Commodification of women through mainstream art is something so deep-rooted that it is a waste of time to judge that at this point (as the immensely wise rule #34 states: If it exists there IS porn in it). What makes it interesting in the context of mainstream comics is that how it slowly sheds some of its more superficial aspects and penetrates deeper by claiming to have disappeared already. Such as, when it comes to the super women, it is that same sexualized body, but draped in smarter, funkier clothes, skilled at the badass street-smart slangs but retaining the moral values– most notably the traditionally accepted pureness of heart – love thy neighbor and her children (but not her husband) as long as they are not planning to destroy the earth or something. Even Sarah Essen could not get through Commissioner Gordon in Year One, in spite of both being non-super humans. That’s DC (or rather, the United States) for you, because being one of the most commercially successful comics sellers of the world, they would not fail to notice the popularity of the traditional, largely black and white moral virtue, in spite of a certain (desired) coolness, among the majority of the buyers. Moral saleability is one of the most (possibly the most) important feature in the development of character of a superhero– male or female alike. And what is the first such signal of virtue but physical beauty? There has been only one Quasimodo in two hundred years and he did not get the chick; only one Shrek, who sort of fell from the glory of the league of ugly heroes, when it was made clear to the audience that if he was to be a human, he would be just the handsome hulk (not that he is not cute as an ogre); it was rather a little treat to watch Shrek The Third, where the classical fairy-tale pretty princesses were made fun of, even villified.

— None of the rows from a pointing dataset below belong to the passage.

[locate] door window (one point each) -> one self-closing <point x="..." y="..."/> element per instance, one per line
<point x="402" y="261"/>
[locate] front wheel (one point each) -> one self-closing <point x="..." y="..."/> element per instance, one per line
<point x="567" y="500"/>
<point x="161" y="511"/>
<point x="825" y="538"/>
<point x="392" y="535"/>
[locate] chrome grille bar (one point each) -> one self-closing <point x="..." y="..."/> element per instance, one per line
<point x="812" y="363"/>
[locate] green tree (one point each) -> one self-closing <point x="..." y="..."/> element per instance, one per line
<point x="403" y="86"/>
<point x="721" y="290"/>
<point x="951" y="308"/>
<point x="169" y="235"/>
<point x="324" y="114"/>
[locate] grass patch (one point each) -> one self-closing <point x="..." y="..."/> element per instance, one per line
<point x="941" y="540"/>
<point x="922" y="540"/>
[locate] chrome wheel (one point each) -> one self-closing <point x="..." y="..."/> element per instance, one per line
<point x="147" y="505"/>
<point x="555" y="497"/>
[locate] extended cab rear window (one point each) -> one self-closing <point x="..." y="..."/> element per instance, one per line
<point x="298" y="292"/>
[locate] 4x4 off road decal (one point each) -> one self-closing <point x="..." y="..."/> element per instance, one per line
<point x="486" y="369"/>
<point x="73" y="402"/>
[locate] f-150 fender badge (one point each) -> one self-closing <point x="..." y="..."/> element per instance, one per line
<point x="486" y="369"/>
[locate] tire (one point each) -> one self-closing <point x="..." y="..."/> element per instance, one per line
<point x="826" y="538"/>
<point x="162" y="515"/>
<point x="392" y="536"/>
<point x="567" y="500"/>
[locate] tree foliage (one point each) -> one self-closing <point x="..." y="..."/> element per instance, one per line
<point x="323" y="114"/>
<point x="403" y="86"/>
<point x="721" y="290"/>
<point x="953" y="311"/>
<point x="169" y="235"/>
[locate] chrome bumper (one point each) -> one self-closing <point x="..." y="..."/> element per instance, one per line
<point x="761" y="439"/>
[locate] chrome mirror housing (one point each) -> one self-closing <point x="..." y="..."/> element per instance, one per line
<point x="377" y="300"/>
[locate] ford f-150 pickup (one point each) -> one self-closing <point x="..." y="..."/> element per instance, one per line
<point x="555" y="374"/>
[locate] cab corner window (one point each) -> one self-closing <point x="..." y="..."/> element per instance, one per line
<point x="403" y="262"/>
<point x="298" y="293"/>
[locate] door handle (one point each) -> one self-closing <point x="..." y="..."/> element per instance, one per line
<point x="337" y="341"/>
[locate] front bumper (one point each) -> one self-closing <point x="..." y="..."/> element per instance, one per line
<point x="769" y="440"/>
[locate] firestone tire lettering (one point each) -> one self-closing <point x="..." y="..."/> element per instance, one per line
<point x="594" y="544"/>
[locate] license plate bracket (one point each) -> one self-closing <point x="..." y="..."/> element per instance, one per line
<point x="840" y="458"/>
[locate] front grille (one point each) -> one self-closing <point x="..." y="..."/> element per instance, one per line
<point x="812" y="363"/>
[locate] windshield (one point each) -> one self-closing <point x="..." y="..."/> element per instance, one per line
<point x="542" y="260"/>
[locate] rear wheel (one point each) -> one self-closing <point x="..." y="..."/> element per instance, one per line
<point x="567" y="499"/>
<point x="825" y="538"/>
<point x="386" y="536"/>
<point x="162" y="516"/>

But then comics is one medium that is bound to stereotype its characters– being a representational and basically minimalistic form. Comics commodify men too along with imposing virtue on them. That is what the Tijuana-spoof of Plastic Man, who can shape himself as apparently harmless inanimate objects, mocks as the Tijuana version of the superhero uses his powers in order to catch unaware babes.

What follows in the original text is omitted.